Senate approves $97 million tax cut after two tries, Democrats cast deciding votes

by Wesley Brown ([email protected]) 1,116 views 

Two South Arkansas Democratic senators flipped their votes on Gov. Asa Hutchinson’s $97 million tax cut bill on Wednesday, pushing the legislation to the House of Representatives where it is expected to find difficulty toward the same three-fourths votes to be enacted into law.

In the  first real test for Hutchinson’s broad agenda for the 92nd General Assembly, a super-majority of legislators gave the governor a quick 28-5 vote victory on Senate Bill 211 after losing a bruising floor debate a day earlier on retooling the state’s top income bracket.

“I am grateful for all the senators who supported the 5.9 tax cut plan and for the hard work displayed by senate leadership to achieve today’s successful vote,” Hutchinson said after his first major win of the 2019 session. “This commonsense approach to tax policy received more than three-fourths of the vote in the Senate. It has broad, bipartisan support, and that certainly gives it plenty of momentum as it goes to the House for final consideration.”

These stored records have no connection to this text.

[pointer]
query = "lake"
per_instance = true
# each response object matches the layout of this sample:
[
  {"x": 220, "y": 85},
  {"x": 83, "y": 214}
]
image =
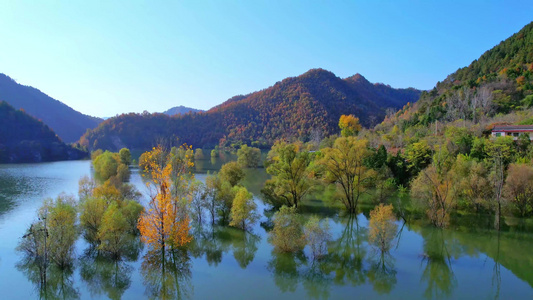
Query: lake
[{"x": 464, "y": 262}]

Under Hutchinson’s abridged 5.9 plan, Arkansas’ top marginal rate would drop to 6.6% in the first year of the biennium and down to the preferred 5.9% in the second year. Last week, Hutchinson unveiled SB 211 as a modified version of the earlier $192 million “2-4-5.9” tax cut package, which was recommended by the bicameral state Tax Reform and Relief Task Force created during the 2017 legislative session to study the state’s cumbersome tax code.

Unlike the vote held the previous day, when two Republican senators failed to get Hutchinson’s bill over the finish line by refusing to vote on the measure, SB 211 won approval with one vote to spare with the help of two Democrats who changed their minds. Sen. Eddie Cheatham, D-Crossett, told reporters after the vote he had a conversation with Senate President Sen. Jim Hendren, R-Sulphur Springs, who convinced him that voting for the third phase of Hutchinson’s revamp of the Arkansas tax code was the right thing to do.

“The longer we stay here on the floor with (SB 211), it just slows the process down. So, that’s why I decided to go ahead on vote on it and move it down to the House and let them worry about it down there and we will work on transportation,” said Cheatham.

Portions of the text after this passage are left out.